But he never talked about his mother or the fact that she was in prison for murdering his father. The shame of that burned deep inside him because, when all was said and done, Tyler knew the tragedy had somehow been his fault. He had been twelve years old, which in the Cherokee world was grown enough to be considered a man. But he hadn’t had the nerve to go into the barn that awful day when he overheard his father throwing things and cursing his name. The man had a violent temper, and Tyler still had the bruises from his last beating. So he ran away, back to the house, where he hid. He never knew what his mother had said in response to his father or how long they argued or how she happened to strike that fatal blow. All Tyler knew was if he had gone inside that barn, things would have ended differently.

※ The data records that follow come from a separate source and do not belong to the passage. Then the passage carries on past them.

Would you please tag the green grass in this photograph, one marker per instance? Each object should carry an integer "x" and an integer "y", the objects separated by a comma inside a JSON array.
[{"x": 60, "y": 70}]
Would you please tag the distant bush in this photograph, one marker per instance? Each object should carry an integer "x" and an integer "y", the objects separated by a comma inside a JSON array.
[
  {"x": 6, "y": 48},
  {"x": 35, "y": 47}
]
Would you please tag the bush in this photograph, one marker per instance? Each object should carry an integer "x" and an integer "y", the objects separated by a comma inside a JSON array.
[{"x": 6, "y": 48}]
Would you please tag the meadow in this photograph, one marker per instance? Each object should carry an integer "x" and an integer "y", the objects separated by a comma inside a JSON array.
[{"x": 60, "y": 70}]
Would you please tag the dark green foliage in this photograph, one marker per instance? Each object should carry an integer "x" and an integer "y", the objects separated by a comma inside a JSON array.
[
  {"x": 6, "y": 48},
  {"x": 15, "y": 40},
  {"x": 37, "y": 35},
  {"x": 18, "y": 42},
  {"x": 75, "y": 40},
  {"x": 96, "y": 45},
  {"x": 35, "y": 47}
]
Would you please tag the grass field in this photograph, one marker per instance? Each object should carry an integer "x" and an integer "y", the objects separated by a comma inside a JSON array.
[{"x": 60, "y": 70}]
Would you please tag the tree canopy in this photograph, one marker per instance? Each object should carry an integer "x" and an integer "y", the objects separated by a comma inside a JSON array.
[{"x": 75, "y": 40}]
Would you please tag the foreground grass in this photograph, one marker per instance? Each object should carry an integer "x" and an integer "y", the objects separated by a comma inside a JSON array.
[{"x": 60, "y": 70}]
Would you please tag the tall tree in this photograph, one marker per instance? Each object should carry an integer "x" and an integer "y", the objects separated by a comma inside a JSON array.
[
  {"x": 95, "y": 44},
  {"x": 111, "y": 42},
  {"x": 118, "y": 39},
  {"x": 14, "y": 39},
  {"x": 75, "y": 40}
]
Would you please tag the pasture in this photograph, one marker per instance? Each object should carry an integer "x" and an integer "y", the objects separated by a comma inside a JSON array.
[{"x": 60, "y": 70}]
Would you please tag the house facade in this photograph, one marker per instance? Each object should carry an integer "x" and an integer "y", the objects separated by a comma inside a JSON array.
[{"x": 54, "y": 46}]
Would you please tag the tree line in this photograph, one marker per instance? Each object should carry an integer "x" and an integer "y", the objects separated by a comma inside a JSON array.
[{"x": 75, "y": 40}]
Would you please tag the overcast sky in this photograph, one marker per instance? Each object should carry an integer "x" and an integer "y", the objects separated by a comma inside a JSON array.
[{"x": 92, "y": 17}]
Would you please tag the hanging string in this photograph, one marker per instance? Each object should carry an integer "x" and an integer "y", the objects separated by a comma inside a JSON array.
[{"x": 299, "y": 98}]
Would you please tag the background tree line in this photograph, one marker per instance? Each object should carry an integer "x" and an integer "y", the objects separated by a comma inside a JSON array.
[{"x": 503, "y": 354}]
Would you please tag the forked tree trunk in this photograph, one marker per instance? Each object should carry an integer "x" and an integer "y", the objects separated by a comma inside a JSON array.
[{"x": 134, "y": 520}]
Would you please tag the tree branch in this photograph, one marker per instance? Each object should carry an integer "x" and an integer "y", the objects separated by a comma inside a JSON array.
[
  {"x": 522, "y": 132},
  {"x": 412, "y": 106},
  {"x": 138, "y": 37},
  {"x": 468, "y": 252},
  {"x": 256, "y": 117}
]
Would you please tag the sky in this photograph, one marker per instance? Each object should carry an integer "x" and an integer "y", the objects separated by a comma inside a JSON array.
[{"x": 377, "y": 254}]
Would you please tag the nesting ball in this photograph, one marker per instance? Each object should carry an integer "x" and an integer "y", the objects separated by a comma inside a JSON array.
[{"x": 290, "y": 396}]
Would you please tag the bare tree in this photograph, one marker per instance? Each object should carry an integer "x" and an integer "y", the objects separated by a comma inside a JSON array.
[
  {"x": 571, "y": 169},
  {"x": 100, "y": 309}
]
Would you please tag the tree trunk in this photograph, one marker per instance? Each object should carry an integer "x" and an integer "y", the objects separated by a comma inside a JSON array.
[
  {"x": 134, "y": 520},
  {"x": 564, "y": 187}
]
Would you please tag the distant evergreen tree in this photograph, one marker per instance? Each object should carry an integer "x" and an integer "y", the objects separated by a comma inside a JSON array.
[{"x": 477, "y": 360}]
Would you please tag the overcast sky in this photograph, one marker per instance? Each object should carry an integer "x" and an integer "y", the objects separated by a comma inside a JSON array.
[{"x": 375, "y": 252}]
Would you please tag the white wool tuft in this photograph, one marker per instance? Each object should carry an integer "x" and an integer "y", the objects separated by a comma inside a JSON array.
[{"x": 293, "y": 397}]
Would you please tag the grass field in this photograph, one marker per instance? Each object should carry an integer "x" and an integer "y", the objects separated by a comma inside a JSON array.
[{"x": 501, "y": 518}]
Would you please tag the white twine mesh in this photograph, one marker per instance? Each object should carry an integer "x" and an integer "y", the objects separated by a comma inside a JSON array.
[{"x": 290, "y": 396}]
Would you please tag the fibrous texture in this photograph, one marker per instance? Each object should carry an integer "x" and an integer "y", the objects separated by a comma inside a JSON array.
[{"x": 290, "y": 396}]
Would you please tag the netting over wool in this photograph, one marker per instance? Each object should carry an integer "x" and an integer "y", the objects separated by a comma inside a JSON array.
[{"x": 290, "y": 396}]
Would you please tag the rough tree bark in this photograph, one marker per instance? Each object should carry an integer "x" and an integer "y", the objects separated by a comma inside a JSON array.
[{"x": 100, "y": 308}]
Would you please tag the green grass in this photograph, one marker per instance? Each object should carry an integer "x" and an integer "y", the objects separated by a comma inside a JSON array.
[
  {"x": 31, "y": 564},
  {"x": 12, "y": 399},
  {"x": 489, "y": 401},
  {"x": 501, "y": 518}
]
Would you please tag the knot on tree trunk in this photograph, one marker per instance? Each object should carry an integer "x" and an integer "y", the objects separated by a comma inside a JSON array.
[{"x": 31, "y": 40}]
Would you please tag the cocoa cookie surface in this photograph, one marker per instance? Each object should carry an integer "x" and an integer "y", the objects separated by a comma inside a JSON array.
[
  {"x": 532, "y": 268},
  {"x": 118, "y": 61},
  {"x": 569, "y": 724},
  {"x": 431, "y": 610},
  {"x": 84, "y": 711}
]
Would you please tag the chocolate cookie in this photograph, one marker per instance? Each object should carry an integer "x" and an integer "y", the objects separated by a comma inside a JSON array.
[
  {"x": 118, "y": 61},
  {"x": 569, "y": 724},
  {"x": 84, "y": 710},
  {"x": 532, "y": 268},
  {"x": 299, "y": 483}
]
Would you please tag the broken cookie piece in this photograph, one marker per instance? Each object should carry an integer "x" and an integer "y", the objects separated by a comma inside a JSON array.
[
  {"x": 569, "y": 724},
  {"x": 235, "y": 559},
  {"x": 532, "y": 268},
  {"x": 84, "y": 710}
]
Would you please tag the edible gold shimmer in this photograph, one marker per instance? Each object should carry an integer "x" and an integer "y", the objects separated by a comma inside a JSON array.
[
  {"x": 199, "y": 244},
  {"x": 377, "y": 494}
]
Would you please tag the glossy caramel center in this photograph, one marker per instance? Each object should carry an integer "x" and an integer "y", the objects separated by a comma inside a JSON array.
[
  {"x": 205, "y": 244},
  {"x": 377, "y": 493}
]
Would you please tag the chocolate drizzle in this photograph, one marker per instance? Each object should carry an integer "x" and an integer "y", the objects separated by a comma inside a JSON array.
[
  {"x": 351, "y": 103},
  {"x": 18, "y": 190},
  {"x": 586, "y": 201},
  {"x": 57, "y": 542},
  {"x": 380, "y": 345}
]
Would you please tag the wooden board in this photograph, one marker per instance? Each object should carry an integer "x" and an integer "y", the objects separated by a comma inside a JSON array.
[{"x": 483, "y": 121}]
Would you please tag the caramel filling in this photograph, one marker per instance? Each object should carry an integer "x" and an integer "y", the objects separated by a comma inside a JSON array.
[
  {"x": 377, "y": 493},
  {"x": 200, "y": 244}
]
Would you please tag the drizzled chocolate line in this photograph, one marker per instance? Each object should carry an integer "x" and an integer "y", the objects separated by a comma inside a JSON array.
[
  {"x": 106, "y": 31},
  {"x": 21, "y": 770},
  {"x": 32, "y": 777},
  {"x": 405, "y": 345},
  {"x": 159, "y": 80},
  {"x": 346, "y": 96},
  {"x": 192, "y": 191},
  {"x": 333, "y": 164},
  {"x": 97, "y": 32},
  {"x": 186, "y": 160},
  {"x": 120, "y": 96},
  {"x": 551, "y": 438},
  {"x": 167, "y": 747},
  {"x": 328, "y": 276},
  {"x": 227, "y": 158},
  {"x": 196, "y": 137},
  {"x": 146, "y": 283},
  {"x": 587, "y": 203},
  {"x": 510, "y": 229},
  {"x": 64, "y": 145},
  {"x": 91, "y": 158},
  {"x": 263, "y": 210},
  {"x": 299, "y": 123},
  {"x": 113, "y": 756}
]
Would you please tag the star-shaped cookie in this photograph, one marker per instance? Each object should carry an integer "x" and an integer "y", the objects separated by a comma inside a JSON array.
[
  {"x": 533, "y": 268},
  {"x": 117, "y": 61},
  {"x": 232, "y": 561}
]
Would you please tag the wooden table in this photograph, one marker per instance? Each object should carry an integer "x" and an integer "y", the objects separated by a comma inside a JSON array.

He glanced down at the photo of Angelina that he had taped to his dashboard. He hadn’t asked for the photo, but her father, his boss, had given it to him anyway. Blonde, blue-eyed and petite, Angelina looked like a fashion doll at twenty-three years old. Tyler was only a year older than her, but he felt like he had been dragged through the bottom mud long enough to be many times her age. Of course, being in the military could do that to a man, especially when he was a special ops guy trying to infiltrate the Pashtun tribal region with only his wits for backup.
Just then a faint humming sound made Tyler look up into his rearview mirror. A car was approaching from behind. His left arm was still healing so he reached over with his right hand to roll up the window on his pickup, hoping whoever it was would drive by. Then the car got closer, and he saw it was a shiny red convertible—one that he recognized all too well.
Angelina was coming into town with the top down on her sports car and her long blond hair blowing in the wind. She always did live with gusto, he thought as he grinned for the first time in months.
When the convertible sped past, he realized Angelina was driving much too fast. What did she think she was doing? He knew she never took the slow way anywhere, but she had to live long enough to make it back to Boston or there would be no paycheck for him.
Tyler turned the key in his ignition. He had barely pulled back onto the road when he saw a sheriff’s car come out from behind the café.
Good, he thought. The law was going to deal with her.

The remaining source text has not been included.